[Bosnien / Kroatien] Zuspitzung an der EU-Grenze // 28. Oktober 2018
In Velika Kladusa an der Bosnisch-Kroatischen Grenzen haben seit Dienstag, den 23. Oktober bis zu 500 Menschen ein Protestcamp errichtet und halten damit den offiziellen Grenzübergang blockiert. Als Reaktion auf die Gewalt der kroatischen Grenzpolizei sowohl bei individuellen Grenzübertritten als auch bei dem Versuch eines kollektiven Durchbruchs am Mittwoch, 24. Oktober betonen die Protestierenden, dass ihr Protest gewaltfrei ist, sie aber nicht freiwillig zurückgehen werden. „We‘re going to stay here, until there is a decision from Europe.“ sagten uns die Demonstrierenden.
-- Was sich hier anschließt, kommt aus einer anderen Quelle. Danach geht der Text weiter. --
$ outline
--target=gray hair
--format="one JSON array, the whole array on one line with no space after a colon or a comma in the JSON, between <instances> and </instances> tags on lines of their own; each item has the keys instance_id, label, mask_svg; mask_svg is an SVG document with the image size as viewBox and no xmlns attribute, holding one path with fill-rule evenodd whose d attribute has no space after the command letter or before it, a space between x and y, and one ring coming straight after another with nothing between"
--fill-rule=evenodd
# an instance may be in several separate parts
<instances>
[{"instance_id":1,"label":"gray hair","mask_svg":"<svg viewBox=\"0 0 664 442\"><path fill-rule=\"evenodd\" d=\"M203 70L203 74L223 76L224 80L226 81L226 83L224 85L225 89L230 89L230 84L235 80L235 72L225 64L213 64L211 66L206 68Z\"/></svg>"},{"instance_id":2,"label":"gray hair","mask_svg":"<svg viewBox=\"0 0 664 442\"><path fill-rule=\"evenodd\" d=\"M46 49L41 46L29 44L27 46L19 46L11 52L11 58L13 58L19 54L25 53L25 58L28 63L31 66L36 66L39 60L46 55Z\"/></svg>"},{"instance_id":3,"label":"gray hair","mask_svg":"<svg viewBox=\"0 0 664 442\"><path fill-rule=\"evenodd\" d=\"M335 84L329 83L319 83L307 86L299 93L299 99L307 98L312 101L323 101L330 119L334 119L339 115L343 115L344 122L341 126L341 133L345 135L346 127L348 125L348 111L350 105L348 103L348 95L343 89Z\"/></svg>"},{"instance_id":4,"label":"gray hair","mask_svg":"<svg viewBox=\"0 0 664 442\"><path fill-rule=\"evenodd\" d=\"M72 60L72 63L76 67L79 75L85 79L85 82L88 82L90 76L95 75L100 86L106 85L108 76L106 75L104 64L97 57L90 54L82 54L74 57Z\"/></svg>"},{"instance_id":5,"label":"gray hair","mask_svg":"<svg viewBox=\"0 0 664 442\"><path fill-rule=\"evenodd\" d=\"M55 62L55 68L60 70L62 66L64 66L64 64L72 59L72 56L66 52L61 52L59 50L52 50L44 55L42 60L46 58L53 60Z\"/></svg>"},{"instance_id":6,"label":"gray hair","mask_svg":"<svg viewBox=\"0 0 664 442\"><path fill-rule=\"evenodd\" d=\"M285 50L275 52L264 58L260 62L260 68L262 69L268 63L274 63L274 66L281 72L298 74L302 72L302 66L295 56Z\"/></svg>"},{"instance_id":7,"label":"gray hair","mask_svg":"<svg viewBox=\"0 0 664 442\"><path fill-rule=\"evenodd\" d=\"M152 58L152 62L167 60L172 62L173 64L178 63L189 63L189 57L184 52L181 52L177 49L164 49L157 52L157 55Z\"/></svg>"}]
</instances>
Wir haben mit Menschen bei dem Protest gesprochen und Interviews geführt. Diese und ander Videos vom Protest könnt ihr hier sehen:
Interview mit Protestierender in Velika Kladusa
Am Dienstag, 23. Oktober sei zunächst ein Protestmarsch aus dem improvisierten Camp am Rand der Stadt Velika Kladusa in Richtung Grenzübergang losgelaufen. Direkt vor dem Grenzübergang Maljevic demonstrierten die Flüchtenden den ganzen Tag und forderten die kroatische Seite auf, die Grenze zu öffnen und den Menschen ihr Recht auf einen Asylantrag in Kroatien zu ermöglichen. Während einige Menschen am Abend wieder zurück nach V. Kladusa gingen, harrten andere Protestierende die ganze Nacht auf der Straße vor dem Grenzposten aus, der seit Dienstag für Grenzverkehr komplett gesperrt ist.
Am Mittwoch kehrten noch mehr Menschen zu dem Protestcamp zurück und die Protestierenden ließen sich nicht mehr von der bosnischen Polizei aufhalten und drängten auf die Brücke über den Grenzfluß vor, wo sie vor der kroatischen Polizei eine Sitzblockade errichteten. An der Sitzblockade nahmen auch viele Familien und Kinder teil. Nach einiger Zeit löste die kroatische Polizei die Sitzblockade gewaltsam auf, indem sie die am Boden sitzenden Protestierenden mit Schlagstöcken und Pfefferspray angriff.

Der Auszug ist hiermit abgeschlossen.